The Upper Tribunal – What is it and how to use it
The UT has taken on the High Court’s role of hearing appeals from education decisions. This note sets out some of the more important UT decisions that you may want to rely on in the FTT. The aim is to provide a simple summary and identify cases that you might want to consider further. First we look at the nature of the UT.
The nature of the UT
The new(ish) Tribunals system1 hears many thousands of cases across a wide range of areas, channelled on appeal into a number of “chambers” of the Upper Tribunal. The nature of that system and the extent of oversight by the ordinary Courts is gradually being worked out. Baroness Hale commented that “the ordinary courts should approach appeals from [tribunals] with an appropriate degree of caution; it is probable that in understanding and applying the law in their specialised field the tribunal will have got it right”2. This of course is the current quotation of preference for every respondent in the Upper Tribunal – although on its terms of course it applies to the Courts and not to the UT.
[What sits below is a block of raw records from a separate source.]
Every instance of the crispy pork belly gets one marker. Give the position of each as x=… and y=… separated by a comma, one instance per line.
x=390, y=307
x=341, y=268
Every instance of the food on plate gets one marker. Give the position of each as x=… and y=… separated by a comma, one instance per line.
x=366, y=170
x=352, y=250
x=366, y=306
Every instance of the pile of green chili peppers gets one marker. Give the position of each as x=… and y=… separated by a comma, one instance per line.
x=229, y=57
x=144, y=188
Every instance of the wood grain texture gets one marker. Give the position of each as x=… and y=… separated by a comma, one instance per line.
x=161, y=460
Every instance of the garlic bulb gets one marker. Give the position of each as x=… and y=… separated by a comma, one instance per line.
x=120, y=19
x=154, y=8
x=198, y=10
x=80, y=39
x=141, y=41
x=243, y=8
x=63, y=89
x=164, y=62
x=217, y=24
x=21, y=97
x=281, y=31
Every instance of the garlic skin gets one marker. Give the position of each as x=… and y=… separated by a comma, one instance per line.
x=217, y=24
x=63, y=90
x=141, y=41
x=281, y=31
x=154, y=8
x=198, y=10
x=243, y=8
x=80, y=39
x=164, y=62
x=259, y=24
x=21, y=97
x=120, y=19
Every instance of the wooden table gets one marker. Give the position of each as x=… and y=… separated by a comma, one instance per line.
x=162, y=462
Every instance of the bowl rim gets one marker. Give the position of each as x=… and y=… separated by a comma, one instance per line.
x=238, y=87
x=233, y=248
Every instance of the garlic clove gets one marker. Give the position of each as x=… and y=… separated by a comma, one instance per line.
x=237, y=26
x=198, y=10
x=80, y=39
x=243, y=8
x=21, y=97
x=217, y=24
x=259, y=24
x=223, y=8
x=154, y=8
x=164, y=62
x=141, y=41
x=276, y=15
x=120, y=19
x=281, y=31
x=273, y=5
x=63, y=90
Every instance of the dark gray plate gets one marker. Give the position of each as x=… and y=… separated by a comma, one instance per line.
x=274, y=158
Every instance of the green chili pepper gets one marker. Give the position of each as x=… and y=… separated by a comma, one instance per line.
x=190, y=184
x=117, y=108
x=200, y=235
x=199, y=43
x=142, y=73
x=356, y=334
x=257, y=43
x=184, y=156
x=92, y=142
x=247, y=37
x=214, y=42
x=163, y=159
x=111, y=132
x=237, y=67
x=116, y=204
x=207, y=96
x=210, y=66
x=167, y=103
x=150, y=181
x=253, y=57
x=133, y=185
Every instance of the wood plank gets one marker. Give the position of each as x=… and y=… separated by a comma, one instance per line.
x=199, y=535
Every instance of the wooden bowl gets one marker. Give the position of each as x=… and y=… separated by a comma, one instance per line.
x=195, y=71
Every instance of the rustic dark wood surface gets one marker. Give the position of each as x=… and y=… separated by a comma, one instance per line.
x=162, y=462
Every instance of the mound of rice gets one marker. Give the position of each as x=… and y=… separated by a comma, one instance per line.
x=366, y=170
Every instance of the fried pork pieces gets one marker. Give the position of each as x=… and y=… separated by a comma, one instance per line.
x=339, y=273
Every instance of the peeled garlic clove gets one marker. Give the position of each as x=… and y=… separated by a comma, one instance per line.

The next question is whether the UT is subject to judicial review. The inevitable attempted judicial review came in response to unappealable decisions from the UT. In particular there is little other than judicial review that a disappointed would-be appellant can do in the face of a refusal of permission to appeal3. On 22 June the Supreme Court decided the extent to which the Upper Tribunal is subject to judicial review (R (ota Cart) v. Upper Tribunal  UKSC 28), concluding that judicial review of unappealable Upper Tribunal decisions should be available on the basis that a “second-tier appeal” is available to the Court of Appeal. This means that the claimant must show an important point of principle or some other compelling reason to hear the appeal4. The challenge is therefore not restricted to pure errors of jurisdiction nor as widely available as traditional judicial review.
There are still questions to be worked out, such as the extent of judicial review of unappealable First Tier Tribunal decisions5 and whether the Upper Tribunal itself should show particular deference in considering appeals of First Tier Tribunal decisions.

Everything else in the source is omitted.